Fighting Dystonia, Chronic Lyme, EDS Type 2 & more… any questions?

Posts tagged ‘nurse’

Ambulance Trip

I’d like to start this post off by apologizing in advance if bits don’t quite make sense. I have a fair bit of medication in my system and I am having to concentrate very hard as I do not really feel like I am with it today. Over the last few days my body has been very interesting. I presumed it was just in meltdown mode after the trip to London and back for my Botox injections last Tuesday. My right leg in particular has been bad. The spasms have been impressive but rather painful. I have found myself repeatedly over the last few days in the position in the photo below. which I can assure you is not a comfortable one to be in.

Photo: So its not a particularly bad spasm. But why my leg felt the need to spend more time next to my head baffles me and was rather uncomfertable

Last night my body did full body twitches, which was a new symptom for me, however this did not seem to stop, then my leg joined in spasming repeatedly into the above position. However several times whilst in that position my hip spasmed in one direction and my lower leg spasmed in the opposite direction. This caused agony, and according to my family they all heard a cracking sound. I then started to have lots of my Non Epileptic Seizures. In between seizures when I was spasming we tried administering our crisis medication, Tramadol and diazepam, but this did not seem to touch the pain or the spasms, which meant that an Ambulance had to be phoned.

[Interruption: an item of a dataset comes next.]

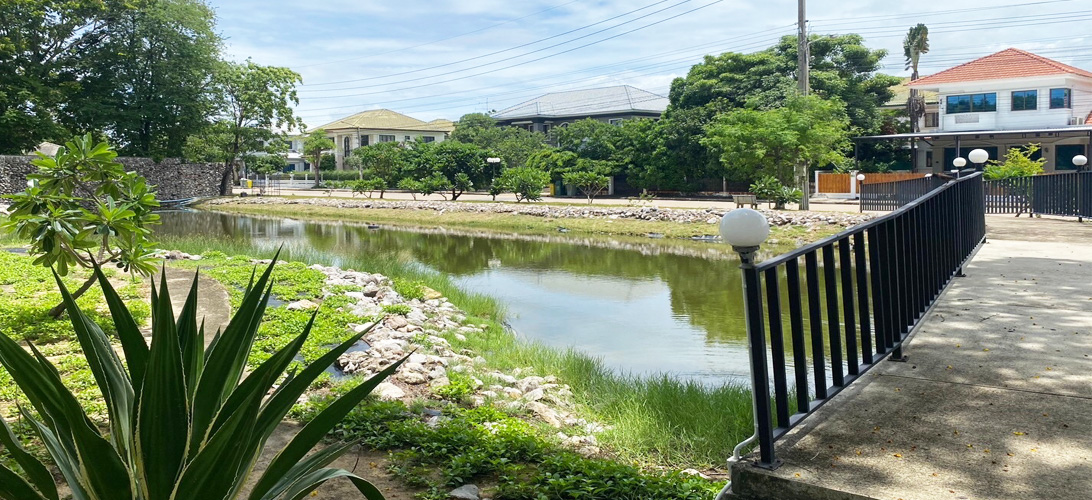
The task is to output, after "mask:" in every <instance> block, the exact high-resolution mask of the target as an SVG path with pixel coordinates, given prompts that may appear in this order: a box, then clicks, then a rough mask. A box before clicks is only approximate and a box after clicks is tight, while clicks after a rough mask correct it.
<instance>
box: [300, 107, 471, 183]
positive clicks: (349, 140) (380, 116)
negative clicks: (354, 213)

The paramedics, Gareth and Amanda, were two of the nicest people I have met. They helped keep me as comfortable as possible, which is saying something considering the amount of pain I was in. It was decided that I needed to go to hospital to have my leg checked out as it was swelling and they thought I had torn a ligament. In the end they gave me IV morphine which made me slightly sleepy and giggle, to helped ease the pain enough to transfer me into the ambulance safely, where they then gave me Gas and Air. I now understand why the women I looked after on the labour ward loved the stuff so much. At first it had me creasing up in laughter like a crazy woman, eventually I then thought I was dreaming the whole situation, which was when we decided I had maybe had enough of it. I have to say I was so impressed by the standard of care they gave me. They didn’t know anything about my condition, but they treated better than half the previous doctors I have seen!

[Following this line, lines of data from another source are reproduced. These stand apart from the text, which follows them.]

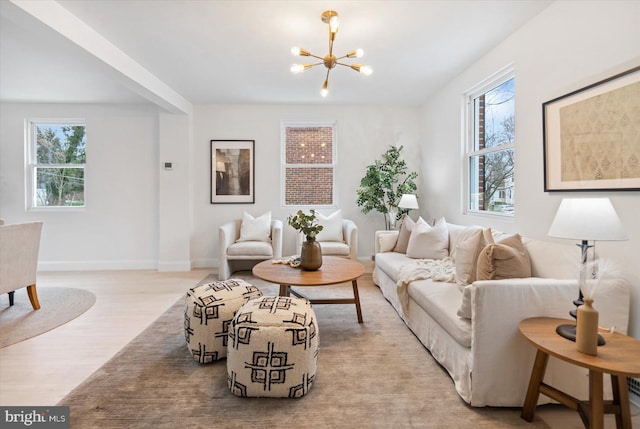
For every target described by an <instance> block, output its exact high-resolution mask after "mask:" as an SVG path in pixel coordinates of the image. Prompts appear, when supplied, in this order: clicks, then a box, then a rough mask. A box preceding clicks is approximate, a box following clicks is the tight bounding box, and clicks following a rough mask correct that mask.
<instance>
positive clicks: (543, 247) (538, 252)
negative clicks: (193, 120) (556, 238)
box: [522, 237, 582, 279]
mask: <svg viewBox="0 0 640 429" xmlns="http://www.w3.org/2000/svg"><path fill="white" fill-rule="evenodd" d="M522 243H523V244H524V246H525V248H526V249H527V253H529V259H530V260H531V275H532V276H533V277H542V278H548V279H577V278H578V276H579V273H578V271H579V268H580V261H581V260H582V255H581V253H580V247H579V246H576V245H574V244H565V243H553V242H550V241H542V240H535V239H531V238H526V237H525V238H523V239H522Z"/></svg>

The doctor Teeto and the nurse Precious in charge of my care, were again wonderful people. I feel extremely lucky to have been under the care. Teeto actually knew a fair bit about Dystonia and was not fazed by spasms at all. He quickly had me sent down to x-ray to make sure I had not broken my knee, where I had some more seizures on the poor woman as she to move my leg about. Thankfully I have not broken anything!! I have just damaged and pulled some of the bits in my leg. Teeto, sent me home with a box of Diazepam, his plan is for me to take this at regular intervals over the next few days, in the hope it will break this new spasm cycle.

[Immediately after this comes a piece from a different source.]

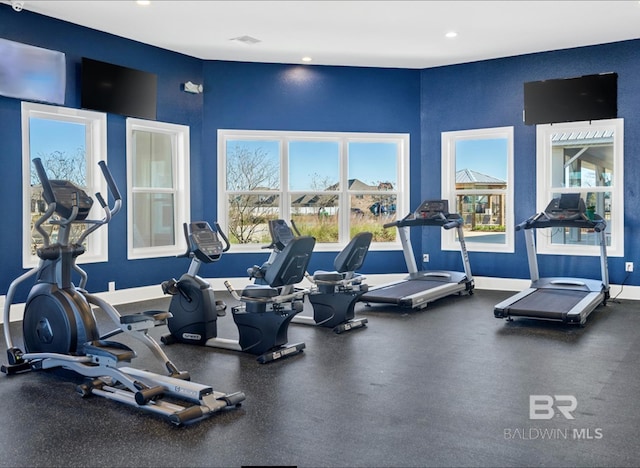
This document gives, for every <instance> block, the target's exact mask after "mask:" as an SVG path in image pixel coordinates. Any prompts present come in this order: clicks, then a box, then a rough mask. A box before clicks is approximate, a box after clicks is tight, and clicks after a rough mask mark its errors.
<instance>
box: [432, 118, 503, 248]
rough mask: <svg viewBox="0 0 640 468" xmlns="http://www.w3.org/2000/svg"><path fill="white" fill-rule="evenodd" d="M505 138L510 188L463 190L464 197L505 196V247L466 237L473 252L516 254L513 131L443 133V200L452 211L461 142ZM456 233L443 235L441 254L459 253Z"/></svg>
mask: <svg viewBox="0 0 640 468" xmlns="http://www.w3.org/2000/svg"><path fill="white" fill-rule="evenodd" d="M497 138H505V139H506V140H507V188H506V190H481V191H477V192H476V191H473V190H464V193H465V194H468V195H473V194H475V193H482V194H488V193H504V194H505V198H506V207H505V219H504V226H505V243H504V244H490V243H481V242H473V238H471V237H466V238H465V244H466V247H467V250H468V251H470V252H506V253H513V252H514V251H515V247H514V230H515V229H514V226H515V220H514V206H513V205H514V197H513V186H514V179H513V127H495V128H481V129H473V130H459V131H452V132H442V134H441V143H442V147H441V152H442V180H441V187H442V199H444V200H448V201H449V207H450V209H451V208H452V207H455V206H456V193H457V192H456V142H457V141H461V140H482V139H487V140H488V139H497ZM454 231H455V230H454V229H451V230H449V231H443V232H442V237H441V248H442V250H460V244H459V243H458V241H457V239H456V236H455V232H454Z"/></svg>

Whilst I am in a lot pain now, and feeling rather spaced, I am so thankful that I was under the care of four such wonderful people last night. They were all so caring, and you could tell really wanted to help stop my pain and spasms. It is amazing the difference incredible people like these can make during times when you are in agony!

A flicker of faith restored for the NHS

On Tuesday night I ended up going to A&E to be treated for dehydration. By the time I was seen I had been without water, medication and food for about 32 hours. I count myself extremely lucky that the triage nurse and Doctor who treated me actually knew about Dystonia – this is a first! It took awhile to get a cannulae in me as my veins had done a disappearing act. I was given IV fluids and IV medication. The medication they gave me was called procyclidine. I had never had this medication before and was stunned by how well it worked.

The doctor who was looking after me was very caring, and came and checked on me every five minutes. He instructed me to take the procyclidine for two days (today is my last day on it). I am extremely glad they administered it to me as it really does seem to have had a beneficial effect. I am going to discuss with my consultant, whether it was worth continuing this medication or not.

I am glad that I was treated by two very nice people on Tuesday, as it restored a bit of faith in me for the NHS. Every time I am dismissed by the medical profession  it ends up inspiring me to make a difference! Just because my illness is not well known does not mean I should be shoved to the side.